Smoking and Poverty

According to the Centers for Disease Control and Prevention, “cigarette smoking is the leading cause of preventable death in the U.S. accounting for more than 480,000 deaths every year.”  Although the adult smoking rate is the lowest it has been in decades, those adults in the poverty level are smoking more; current U.S. smoking rate is at 18.1%, but jumps to 27.9% for those adults living below the poverty level.  Researchers already know that adults in poverty tend to smoke more, but results of a recent study looked at Earned Income Tax Credit (EITC) benefits and combined it with the tobacco use data from the Census Bureau to “establish whether an increase in these payouts caused recipients to smoke more.”  What they found may surprise you.

The IRS.gov site says “the EITC is a benefit for working people who have low to moderate income”  The idea of this tax credit is to reduce the amount of tax you owe and provide you with more money in your pocket.  What researchers found was that a 10% increase in EITC income caused smokers to consume 20% more cigarettes per day or 3.37 more cigarettes.”  The 3.37 cigarettes may not sound like a substantial number, but it adds up to 101.1 cigarettes over a 30-day time period, or five extra packs of cigarettes in a month.

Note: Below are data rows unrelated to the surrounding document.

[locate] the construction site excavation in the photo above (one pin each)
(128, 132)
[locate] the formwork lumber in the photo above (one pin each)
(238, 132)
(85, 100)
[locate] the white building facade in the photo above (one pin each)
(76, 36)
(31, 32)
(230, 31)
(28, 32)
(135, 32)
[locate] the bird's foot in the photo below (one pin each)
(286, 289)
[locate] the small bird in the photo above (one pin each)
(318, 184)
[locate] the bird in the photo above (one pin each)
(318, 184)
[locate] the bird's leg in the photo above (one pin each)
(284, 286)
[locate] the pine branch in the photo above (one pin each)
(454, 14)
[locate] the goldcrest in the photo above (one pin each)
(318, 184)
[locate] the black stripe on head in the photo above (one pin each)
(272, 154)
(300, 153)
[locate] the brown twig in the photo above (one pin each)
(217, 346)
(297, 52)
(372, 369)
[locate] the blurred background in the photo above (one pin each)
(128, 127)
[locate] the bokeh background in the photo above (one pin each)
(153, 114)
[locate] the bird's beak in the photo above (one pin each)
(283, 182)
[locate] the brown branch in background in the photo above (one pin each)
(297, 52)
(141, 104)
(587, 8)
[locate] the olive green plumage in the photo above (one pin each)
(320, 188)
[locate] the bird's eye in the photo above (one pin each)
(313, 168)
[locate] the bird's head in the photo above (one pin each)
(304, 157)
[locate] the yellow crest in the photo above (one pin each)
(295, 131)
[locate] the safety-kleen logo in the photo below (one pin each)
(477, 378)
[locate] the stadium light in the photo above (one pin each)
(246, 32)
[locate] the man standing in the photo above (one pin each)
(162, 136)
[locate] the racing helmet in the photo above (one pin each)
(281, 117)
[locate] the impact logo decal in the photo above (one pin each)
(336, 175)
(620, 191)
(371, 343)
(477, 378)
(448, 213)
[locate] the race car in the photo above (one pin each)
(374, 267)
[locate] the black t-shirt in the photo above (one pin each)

Not every person receiving EITC payouts is a smoker and for those non-smokers the additional income may help improve their health.  But smokers appear less likely to quit as they smoke more with the additional income.   While economists believe the EITC policy is effective, the researchers believe “it might be a good idea to provide anti-smoking programs alongside anti-poverty programs.”

The researchers admit that the scope of the study “wasn’t just to study the effects on the EITC on smoking”, but “to better under how lower-income Americans spend additional income.”  Sounds as if the researchers will have ideas for a new study.